This is due to the fact that the code implementing the inventional
method can be encapsulated in an operation as this is usually done
with any write access to the repository.
[0025] Further, a user of the repository can be asked by a
repository service team, to use the inventional automated
fault-finding method with a specialized program code, which
generates diagnostic output for the user's problem. In this way, an
operation, which corrupts the repository only in the user's
environment can be investigated, and future faults in repository
management can be avoided.
BRIEF DESCRIPTION OF THE DRAWINGS
[0026] The present invention is illustrated by way of example and
is not limited by the shape of the figures of the drawings in
which:
[0027] FIG. 1 is a schematic representation of an exemplary prior
art system structure of an application with a persistent repository
operated in a network, where the inventional method can be
applied;
[0028] FIG. 2 is a schematic representation of two subsequent
repository states and illustrating how the undo and redo operations
from the operation log can be used to transform one state into the
other;
[0029] FIG. 3 is a schematic representation of an AVL tree, initial
state;
[0030] FIG. 4 is a schematic representation of an AVL tree,
resulting from the correct insertion of a new node into the tree
shown in FIG. 2;
[0031] FIG. 5 is a schematic representation of an AVL tree,
resulting from the wrong insertion of a new node into the tree
shown in FIG. 2;
[0032] FIG. 6 is a schematic representation of an AVL tree,
resulting from L-rotating the node with ADDRESS 200/KEY=10 in the
tree shown in FIG. 4;
[0033] FIG. 7 is a schematic representation of an AVL tree,
resulting from R-rotating the node with ADDRESS 100/KEY=20 in the
tree shown in FIG. 5;
[0034] FIG. 8 is a schematic representation showing basic elements
of the control flow in a method according to a preferred aspect of
the present invention.
DETAILED DESCRIPTION OF THE PREFERRED EMBODIMENT
[0035] The present invention as illustrated by a method according
to a preferred embodiment thereof can be run in a system, of which
an exemplary structure is described next with reference to FIG. 1.
Of course this system's structure is to be understood as only
exemplarily, as the structure may be varied widely having the same
practical usability of the inventional concept in all
variations.
[0036] Most programs typically have a specialized data repository,
which allows for fast access to and ensures persistency of data.
The main purpose of programs like relational database management
systems (RDBMS) is the provision of such a repository for other
programs.
[0037] An RDBMS application 12 is to be understood exemplarily as a
provider of a "data repository" 10 as used within this document.

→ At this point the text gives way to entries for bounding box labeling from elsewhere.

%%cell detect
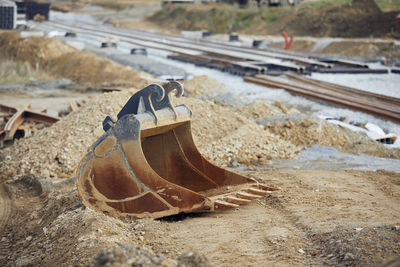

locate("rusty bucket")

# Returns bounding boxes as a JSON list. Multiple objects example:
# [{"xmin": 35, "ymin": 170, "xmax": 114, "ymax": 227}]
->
[{"xmin": 76, "ymin": 82, "xmax": 276, "ymax": 218}]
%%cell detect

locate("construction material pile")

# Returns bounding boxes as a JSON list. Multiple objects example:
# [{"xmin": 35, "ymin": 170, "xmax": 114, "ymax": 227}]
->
[{"xmin": 0, "ymin": 32, "xmax": 151, "ymax": 87}]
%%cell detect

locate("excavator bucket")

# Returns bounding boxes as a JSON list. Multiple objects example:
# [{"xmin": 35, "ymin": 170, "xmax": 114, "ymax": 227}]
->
[{"xmin": 76, "ymin": 82, "xmax": 277, "ymax": 218}]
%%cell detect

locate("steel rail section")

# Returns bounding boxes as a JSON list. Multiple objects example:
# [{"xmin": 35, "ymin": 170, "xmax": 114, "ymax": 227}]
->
[{"xmin": 244, "ymin": 75, "xmax": 400, "ymax": 123}]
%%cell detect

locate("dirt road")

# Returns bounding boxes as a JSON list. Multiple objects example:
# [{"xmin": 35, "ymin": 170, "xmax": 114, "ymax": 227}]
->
[{"xmin": 138, "ymin": 171, "xmax": 400, "ymax": 266}]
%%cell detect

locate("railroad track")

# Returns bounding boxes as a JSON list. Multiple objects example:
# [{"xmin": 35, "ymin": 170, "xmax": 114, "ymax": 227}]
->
[
  {"xmin": 244, "ymin": 73, "xmax": 400, "ymax": 123},
  {"xmin": 41, "ymin": 21, "xmax": 388, "ymax": 73},
  {"xmin": 36, "ymin": 22, "xmax": 400, "ymax": 123}
]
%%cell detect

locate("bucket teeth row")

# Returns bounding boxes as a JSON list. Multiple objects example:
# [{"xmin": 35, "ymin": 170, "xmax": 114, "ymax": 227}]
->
[
  {"xmin": 244, "ymin": 188, "xmax": 268, "ymax": 196},
  {"xmin": 224, "ymin": 196, "xmax": 250, "ymax": 205},
  {"xmin": 76, "ymin": 82, "xmax": 276, "ymax": 218},
  {"xmin": 236, "ymin": 192, "xmax": 260, "ymax": 200},
  {"xmin": 252, "ymin": 184, "xmax": 278, "ymax": 193},
  {"xmin": 214, "ymin": 199, "xmax": 239, "ymax": 210}
]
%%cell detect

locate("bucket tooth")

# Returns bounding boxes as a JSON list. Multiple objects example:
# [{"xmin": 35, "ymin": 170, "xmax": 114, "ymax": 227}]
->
[
  {"xmin": 75, "ymin": 82, "xmax": 276, "ymax": 218},
  {"xmin": 245, "ymin": 188, "xmax": 269, "ymax": 196},
  {"xmin": 251, "ymin": 184, "xmax": 279, "ymax": 193},
  {"xmin": 214, "ymin": 200, "xmax": 239, "ymax": 210},
  {"xmin": 236, "ymin": 192, "xmax": 260, "ymax": 200},
  {"xmin": 224, "ymin": 196, "xmax": 250, "ymax": 205}
]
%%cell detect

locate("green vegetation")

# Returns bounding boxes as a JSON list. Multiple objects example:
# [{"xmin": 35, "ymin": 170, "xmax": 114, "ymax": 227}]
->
[
  {"xmin": 149, "ymin": 5, "xmax": 290, "ymax": 33},
  {"xmin": 0, "ymin": 60, "xmax": 51, "ymax": 84}
]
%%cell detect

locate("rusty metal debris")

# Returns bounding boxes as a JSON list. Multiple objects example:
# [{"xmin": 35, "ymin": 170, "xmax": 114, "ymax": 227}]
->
[
  {"xmin": 0, "ymin": 104, "xmax": 58, "ymax": 147},
  {"xmin": 76, "ymin": 82, "xmax": 277, "ymax": 218},
  {"xmin": 58, "ymin": 100, "xmax": 86, "ymax": 117}
]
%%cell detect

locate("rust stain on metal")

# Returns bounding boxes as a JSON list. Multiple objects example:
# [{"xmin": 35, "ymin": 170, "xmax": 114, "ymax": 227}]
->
[
  {"xmin": 76, "ymin": 82, "xmax": 277, "ymax": 218},
  {"xmin": 0, "ymin": 104, "xmax": 59, "ymax": 147}
]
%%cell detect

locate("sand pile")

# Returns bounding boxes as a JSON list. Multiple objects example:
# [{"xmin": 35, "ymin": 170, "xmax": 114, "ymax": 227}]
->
[
  {"xmin": 0, "ymin": 176, "xmax": 210, "ymax": 267},
  {"xmin": 0, "ymin": 32, "xmax": 150, "ymax": 87}
]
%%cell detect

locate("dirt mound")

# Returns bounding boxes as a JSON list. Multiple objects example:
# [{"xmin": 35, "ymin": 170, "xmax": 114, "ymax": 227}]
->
[
  {"xmin": 0, "ymin": 32, "xmax": 150, "ymax": 88},
  {"xmin": 0, "ymin": 90, "xmax": 299, "ymax": 180},
  {"xmin": 257, "ymin": 113, "xmax": 400, "ymax": 158},
  {"xmin": 183, "ymin": 75, "xmax": 228, "ymax": 97}
]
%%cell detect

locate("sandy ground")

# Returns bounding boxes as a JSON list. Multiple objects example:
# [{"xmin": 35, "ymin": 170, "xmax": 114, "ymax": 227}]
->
[
  {"xmin": 0, "ymin": 170, "xmax": 400, "ymax": 266},
  {"xmin": 0, "ymin": 22, "xmax": 400, "ymax": 266}
]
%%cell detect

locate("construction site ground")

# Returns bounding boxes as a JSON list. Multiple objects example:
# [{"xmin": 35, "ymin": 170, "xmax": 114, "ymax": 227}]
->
[{"xmin": 0, "ymin": 1, "xmax": 400, "ymax": 266}]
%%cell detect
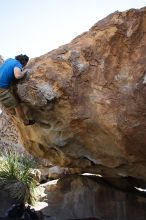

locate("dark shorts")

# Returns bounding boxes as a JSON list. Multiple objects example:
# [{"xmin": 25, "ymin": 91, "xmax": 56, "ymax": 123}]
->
[{"xmin": 0, "ymin": 88, "xmax": 19, "ymax": 108}]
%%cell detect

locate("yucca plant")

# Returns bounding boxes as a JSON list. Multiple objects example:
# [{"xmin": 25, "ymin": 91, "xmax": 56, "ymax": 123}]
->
[{"xmin": 0, "ymin": 152, "xmax": 37, "ymax": 204}]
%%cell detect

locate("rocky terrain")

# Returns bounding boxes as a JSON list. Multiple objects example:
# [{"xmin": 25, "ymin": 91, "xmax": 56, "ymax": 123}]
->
[{"xmin": 1, "ymin": 8, "xmax": 146, "ymax": 220}]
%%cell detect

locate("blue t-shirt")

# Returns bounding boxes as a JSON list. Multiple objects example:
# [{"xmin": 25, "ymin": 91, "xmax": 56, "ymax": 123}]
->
[{"xmin": 0, "ymin": 58, "xmax": 22, "ymax": 89}]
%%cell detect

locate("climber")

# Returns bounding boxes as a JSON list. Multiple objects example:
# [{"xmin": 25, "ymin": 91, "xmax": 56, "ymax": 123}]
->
[{"xmin": 0, "ymin": 54, "xmax": 35, "ymax": 125}]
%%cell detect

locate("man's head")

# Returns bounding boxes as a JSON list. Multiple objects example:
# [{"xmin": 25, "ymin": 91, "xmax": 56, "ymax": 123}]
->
[{"xmin": 15, "ymin": 54, "xmax": 29, "ymax": 67}]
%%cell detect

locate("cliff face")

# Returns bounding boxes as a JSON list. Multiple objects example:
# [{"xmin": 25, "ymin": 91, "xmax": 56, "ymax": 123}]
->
[{"xmin": 11, "ymin": 8, "xmax": 146, "ymax": 182}]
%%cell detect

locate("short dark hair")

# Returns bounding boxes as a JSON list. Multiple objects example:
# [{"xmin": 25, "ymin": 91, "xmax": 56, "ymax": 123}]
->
[{"xmin": 15, "ymin": 54, "xmax": 29, "ymax": 67}]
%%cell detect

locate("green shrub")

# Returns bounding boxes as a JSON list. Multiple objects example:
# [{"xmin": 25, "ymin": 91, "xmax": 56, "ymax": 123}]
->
[{"xmin": 0, "ymin": 152, "xmax": 37, "ymax": 204}]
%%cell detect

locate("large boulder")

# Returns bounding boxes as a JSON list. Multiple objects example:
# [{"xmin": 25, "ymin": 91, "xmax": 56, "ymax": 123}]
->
[{"xmin": 10, "ymin": 8, "xmax": 146, "ymax": 180}]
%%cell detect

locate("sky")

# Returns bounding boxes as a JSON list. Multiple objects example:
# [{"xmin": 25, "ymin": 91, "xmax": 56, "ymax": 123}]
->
[{"xmin": 0, "ymin": 0, "xmax": 146, "ymax": 59}]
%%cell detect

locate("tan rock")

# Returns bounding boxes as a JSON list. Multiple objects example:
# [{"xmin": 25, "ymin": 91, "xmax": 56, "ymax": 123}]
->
[{"xmin": 2, "ymin": 8, "xmax": 146, "ymax": 182}]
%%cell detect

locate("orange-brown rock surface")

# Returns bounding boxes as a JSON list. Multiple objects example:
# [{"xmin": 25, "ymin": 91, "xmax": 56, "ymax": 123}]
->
[{"xmin": 9, "ymin": 8, "xmax": 146, "ymax": 184}]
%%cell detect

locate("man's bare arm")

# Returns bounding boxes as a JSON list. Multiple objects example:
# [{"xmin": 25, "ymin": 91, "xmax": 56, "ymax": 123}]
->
[{"xmin": 14, "ymin": 67, "xmax": 25, "ymax": 79}]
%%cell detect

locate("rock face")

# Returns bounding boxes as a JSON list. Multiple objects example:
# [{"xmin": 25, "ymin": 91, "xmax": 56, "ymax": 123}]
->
[
  {"xmin": 11, "ymin": 8, "xmax": 146, "ymax": 180},
  {"xmin": 42, "ymin": 176, "xmax": 146, "ymax": 220}
]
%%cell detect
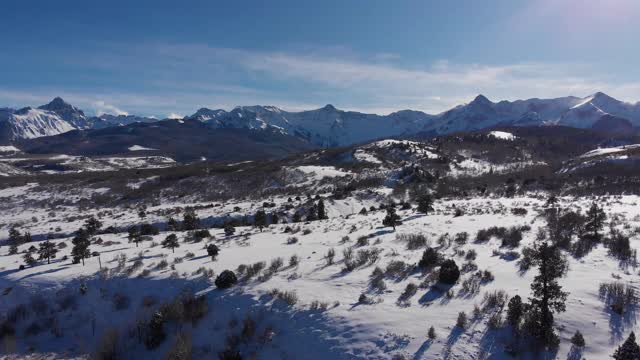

Datasets can be read from or written to the data repository 10 by
aid of a respective RDBMS application, ie a software program 12
dedicated therefore. The RDBMS application is installed and running
on a server computer 8. The data repository 10 is represented by
data sets stored on some persistent media associated with the
computer system 8. The RDBMS server 8 is a computer system, capable
of processing said application with prior art dataset read or write
requests incoming via a network 14 from multiple users each being
associated with a respective RDBMS client application running on a
client computer 16, of which are depicted three only. The number of
users is not of essential interest relative to the present
invention.
[0038] The before-mentioned RDBMS application software code 12 is
assumed to be implemented according to the prior art, i.e. a large
number of source code modules are compiled and linked in order to
make a runtime version of the RDBMS application program. One or
more of said software modules, say exactly one module depicted with
reference sign 18 is now assumed to contain the software code,
which is responsible for writing datasets to said repository. This
module 18 is then referred to the "repository management code" in
the sense of the present invention of course, as a person skilled
in the art will appreciate that this module may split up inside
into further subsections. The graphical representation of the
splitting up is avoided in order to improve clarity of the
drawing.
[0039] A prior art RDBMS may contain the "point-in-time recovery"
capability which offers the ability to restore any former
repository state. This capability may be implemented by use of an
operation log 20. For each modification on the data repository 10
requested by a client 16, the operation log contains the operations
to be performed by the RDBMS application 12 in order to carry out
the modification and to remove the effects of the modification.
This removal of a modification's effects is called "undo".
Re-establishing the effects of a modification which have been
removed by an undo step is called "redo". The repository management
code 18 is responsible for maintaining the operation log 20. The
operation log needs to be persistent and is therefore stored on
some persistent media associated with the computer system 8.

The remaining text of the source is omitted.